# Nymph canister



## Descartes (Jun 22, 2016)

In my search for an decent looking container sized for nymphs, here is one I came up with. It is made out of craft foam (2 circles, 2 strips), an overhead transparency cut in half, and a small piece of window mesh. 

It is white so you can see small dark nymphs better. Both the top and bottom can be slipped off and wiped clean. 

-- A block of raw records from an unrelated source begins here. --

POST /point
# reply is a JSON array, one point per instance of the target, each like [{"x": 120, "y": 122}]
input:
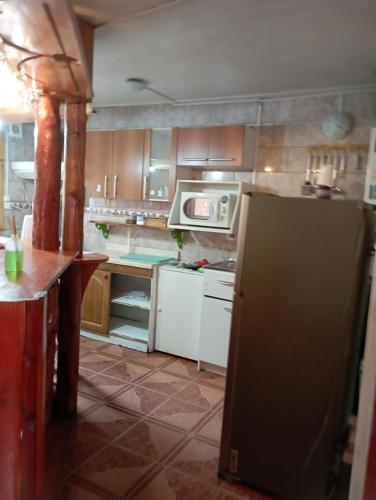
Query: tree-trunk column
[
  {"x": 74, "y": 183},
  {"x": 47, "y": 174}
]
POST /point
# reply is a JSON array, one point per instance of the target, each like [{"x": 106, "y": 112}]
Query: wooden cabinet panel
[
  {"x": 193, "y": 146},
  {"x": 226, "y": 146},
  {"x": 98, "y": 163},
  {"x": 216, "y": 148},
  {"x": 128, "y": 157},
  {"x": 95, "y": 311}
]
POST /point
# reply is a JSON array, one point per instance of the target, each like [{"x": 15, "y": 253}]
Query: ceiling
[{"x": 211, "y": 49}]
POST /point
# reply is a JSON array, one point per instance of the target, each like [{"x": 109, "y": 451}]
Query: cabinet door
[
  {"x": 98, "y": 163},
  {"x": 128, "y": 158},
  {"x": 178, "y": 313},
  {"x": 95, "y": 310},
  {"x": 226, "y": 146},
  {"x": 193, "y": 146},
  {"x": 215, "y": 331},
  {"x": 159, "y": 164}
]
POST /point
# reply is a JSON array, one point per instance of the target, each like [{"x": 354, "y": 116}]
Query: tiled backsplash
[{"x": 288, "y": 127}]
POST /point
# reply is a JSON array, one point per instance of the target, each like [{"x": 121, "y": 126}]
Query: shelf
[
  {"x": 127, "y": 300},
  {"x": 126, "y": 328}
]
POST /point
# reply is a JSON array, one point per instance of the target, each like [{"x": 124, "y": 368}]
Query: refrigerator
[{"x": 300, "y": 276}]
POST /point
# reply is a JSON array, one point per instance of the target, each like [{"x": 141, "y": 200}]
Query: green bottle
[{"x": 13, "y": 261}]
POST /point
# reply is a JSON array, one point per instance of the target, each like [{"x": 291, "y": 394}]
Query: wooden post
[{"x": 47, "y": 174}]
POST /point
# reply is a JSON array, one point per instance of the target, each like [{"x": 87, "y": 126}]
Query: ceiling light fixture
[{"x": 140, "y": 84}]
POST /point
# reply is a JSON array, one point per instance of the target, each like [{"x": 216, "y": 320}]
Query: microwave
[{"x": 207, "y": 209}]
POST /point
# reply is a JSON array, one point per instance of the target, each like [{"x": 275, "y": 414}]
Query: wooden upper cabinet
[
  {"x": 220, "y": 148},
  {"x": 114, "y": 164},
  {"x": 193, "y": 146},
  {"x": 98, "y": 163},
  {"x": 226, "y": 146},
  {"x": 128, "y": 158}
]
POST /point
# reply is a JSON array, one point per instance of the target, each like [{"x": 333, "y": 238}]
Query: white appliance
[
  {"x": 216, "y": 316},
  {"x": 214, "y": 209},
  {"x": 370, "y": 184},
  {"x": 178, "y": 311}
]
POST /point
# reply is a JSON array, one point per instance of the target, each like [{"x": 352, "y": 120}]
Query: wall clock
[{"x": 337, "y": 125}]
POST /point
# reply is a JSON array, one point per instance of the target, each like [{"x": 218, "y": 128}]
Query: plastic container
[{"x": 13, "y": 258}]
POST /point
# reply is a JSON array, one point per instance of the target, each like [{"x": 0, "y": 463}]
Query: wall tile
[{"x": 313, "y": 108}]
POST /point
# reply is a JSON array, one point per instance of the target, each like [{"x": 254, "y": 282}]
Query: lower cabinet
[
  {"x": 215, "y": 331},
  {"x": 96, "y": 303},
  {"x": 179, "y": 312}
]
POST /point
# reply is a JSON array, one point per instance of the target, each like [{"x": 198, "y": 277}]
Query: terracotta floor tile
[
  {"x": 164, "y": 382},
  {"x": 211, "y": 378},
  {"x": 127, "y": 371},
  {"x": 232, "y": 489},
  {"x": 81, "y": 446},
  {"x": 179, "y": 414},
  {"x": 100, "y": 386},
  {"x": 96, "y": 362},
  {"x": 115, "y": 470},
  {"x": 151, "y": 440},
  {"x": 72, "y": 491},
  {"x": 199, "y": 460},
  {"x": 170, "y": 485},
  {"x": 85, "y": 404},
  {"x": 106, "y": 422},
  {"x": 91, "y": 343},
  {"x": 84, "y": 373},
  {"x": 212, "y": 428},
  {"x": 84, "y": 351},
  {"x": 139, "y": 399},
  {"x": 200, "y": 395},
  {"x": 182, "y": 367},
  {"x": 153, "y": 359}
]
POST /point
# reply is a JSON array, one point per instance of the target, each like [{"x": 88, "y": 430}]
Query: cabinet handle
[
  {"x": 225, "y": 283},
  {"x": 222, "y": 159},
  {"x": 195, "y": 159},
  {"x": 105, "y": 185},
  {"x": 115, "y": 184},
  {"x": 145, "y": 188}
]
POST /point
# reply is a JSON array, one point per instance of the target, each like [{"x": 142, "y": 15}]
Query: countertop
[
  {"x": 115, "y": 251},
  {"x": 41, "y": 270}
]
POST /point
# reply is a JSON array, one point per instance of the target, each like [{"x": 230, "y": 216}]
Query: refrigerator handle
[{"x": 244, "y": 211}]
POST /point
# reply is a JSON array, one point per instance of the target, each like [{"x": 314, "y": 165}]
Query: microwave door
[{"x": 197, "y": 208}]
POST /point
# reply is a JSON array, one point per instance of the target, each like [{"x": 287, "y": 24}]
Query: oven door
[{"x": 199, "y": 210}]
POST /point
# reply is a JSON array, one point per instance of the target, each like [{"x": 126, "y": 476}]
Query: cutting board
[{"x": 145, "y": 258}]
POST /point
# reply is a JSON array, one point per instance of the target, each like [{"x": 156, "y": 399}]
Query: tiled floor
[{"x": 148, "y": 429}]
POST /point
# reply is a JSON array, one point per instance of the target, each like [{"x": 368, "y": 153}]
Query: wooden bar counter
[{"x": 23, "y": 331}]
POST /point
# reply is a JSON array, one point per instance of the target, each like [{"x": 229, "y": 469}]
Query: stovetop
[{"x": 224, "y": 265}]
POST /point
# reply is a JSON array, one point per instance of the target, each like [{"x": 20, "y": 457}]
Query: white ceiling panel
[{"x": 203, "y": 49}]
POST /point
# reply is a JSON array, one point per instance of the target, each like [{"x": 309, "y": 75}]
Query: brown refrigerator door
[{"x": 301, "y": 268}]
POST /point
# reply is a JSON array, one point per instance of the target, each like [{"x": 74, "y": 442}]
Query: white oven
[{"x": 207, "y": 209}]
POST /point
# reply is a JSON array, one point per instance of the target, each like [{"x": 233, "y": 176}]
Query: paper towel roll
[
  {"x": 27, "y": 231},
  {"x": 325, "y": 177}
]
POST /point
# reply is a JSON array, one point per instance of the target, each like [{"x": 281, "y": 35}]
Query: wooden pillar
[
  {"x": 47, "y": 174},
  {"x": 69, "y": 340},
  {"x": 74, "y": 187}
]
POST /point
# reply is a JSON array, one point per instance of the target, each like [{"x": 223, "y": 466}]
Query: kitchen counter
[
  {"x": 115, "y": 252},
  {"x": 41, "y": 270}
]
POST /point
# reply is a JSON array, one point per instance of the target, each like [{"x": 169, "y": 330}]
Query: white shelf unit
[
  {"x": 131, "y": 330},
  {"x": 237, "y": 188},
  {"x": 131, "y": 318}
]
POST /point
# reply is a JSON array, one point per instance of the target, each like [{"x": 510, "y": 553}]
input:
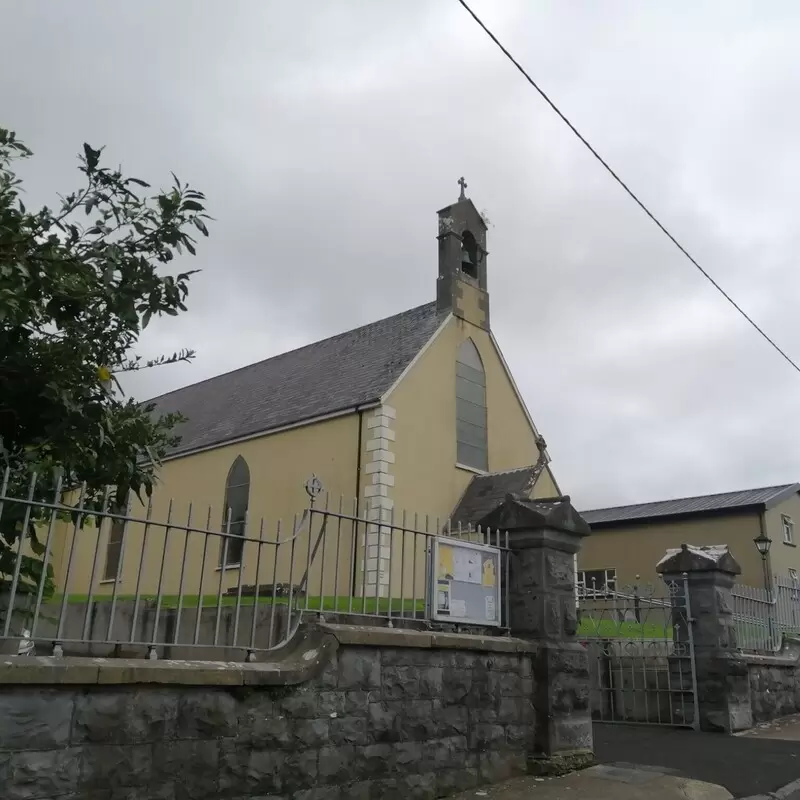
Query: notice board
[{"x": 465, "y": 582}]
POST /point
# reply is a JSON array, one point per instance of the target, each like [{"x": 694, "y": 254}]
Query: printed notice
[
  {"x": 467, "y": 565},
  {"x": 489, "y": 576},
  {"x": 443, "y": 597},
  {"x": 458, "y": 608},
  {"x": 446, "y": 571}
]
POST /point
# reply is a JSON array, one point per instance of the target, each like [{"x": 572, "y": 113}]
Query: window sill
[{"x": 474, "y": 470}]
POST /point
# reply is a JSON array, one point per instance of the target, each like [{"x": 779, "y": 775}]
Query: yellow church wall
[
  {"x": 427, "y": 479},
  {"x": 279, "y": 466},
  {"x": 427, "y": 482}
]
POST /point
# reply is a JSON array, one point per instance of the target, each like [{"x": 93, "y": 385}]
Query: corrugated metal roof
[
  {"x": 702, "y": 504},
  {"x": 351, "y": 369}
]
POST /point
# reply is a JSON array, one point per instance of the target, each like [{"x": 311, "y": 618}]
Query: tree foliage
[{"x": 78, "y": 284}]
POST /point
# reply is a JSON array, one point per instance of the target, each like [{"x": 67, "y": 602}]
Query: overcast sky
[{"x": 327, "y": 134}]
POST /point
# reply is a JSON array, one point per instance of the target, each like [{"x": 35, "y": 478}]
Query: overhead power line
[{"x": 627, "y": 189}]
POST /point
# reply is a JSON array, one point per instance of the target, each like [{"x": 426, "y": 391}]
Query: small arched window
[
  {"x": 469, "y": 255},
  {"x": 237, "y": 494},
  {"x": 471, "y": 435}
]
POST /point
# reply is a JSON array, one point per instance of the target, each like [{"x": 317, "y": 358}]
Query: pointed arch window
[
  {"x": 237, "y": 495},
  {"x": 469, "y": 255},
  {"x": 471, "y": 434}
]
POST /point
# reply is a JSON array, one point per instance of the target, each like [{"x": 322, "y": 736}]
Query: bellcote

If I had to go again I would use a less bulky adhesive and pull the dimensions down more, but it was cheap and easy and looks better than a Deli cup IMO.


----------



## GayJerk (Jun 23, 2016)

As an artist I have used my fair share of foamies (those thin sheets of craft foam) and I have to say they hold up pretty well, but the white ones do get dirty quite fast! This does look better than deli cups to me as well. What I also think would work well is an empty disinfectant wipe container. All you'd have to do is wash it and take the labels off, add some mesh to the sides and top and you're done.


----------



## dmina (Jun 24, 2016)

Cool idea!  thanks for sharing


----------



## spider_creations (Jun 28, 2016)

If you ever sell any lmk


----------



## hibiscusmile (Jun 29, 2016)

sorry I hate to see them in small containers with no stick or flowers, they need things to climb on. Hope I did not hurt you.


----------



## Starving Always (Jul 3, 2016)

How did you attach the mesh?


----------



## Descartes (Jul 3, 2016)

Mesh attached with glue all around  

You can add flowers etc if you want. I'm not convinced the mantids care, as long as they can hang and females have places for oothecae.


----------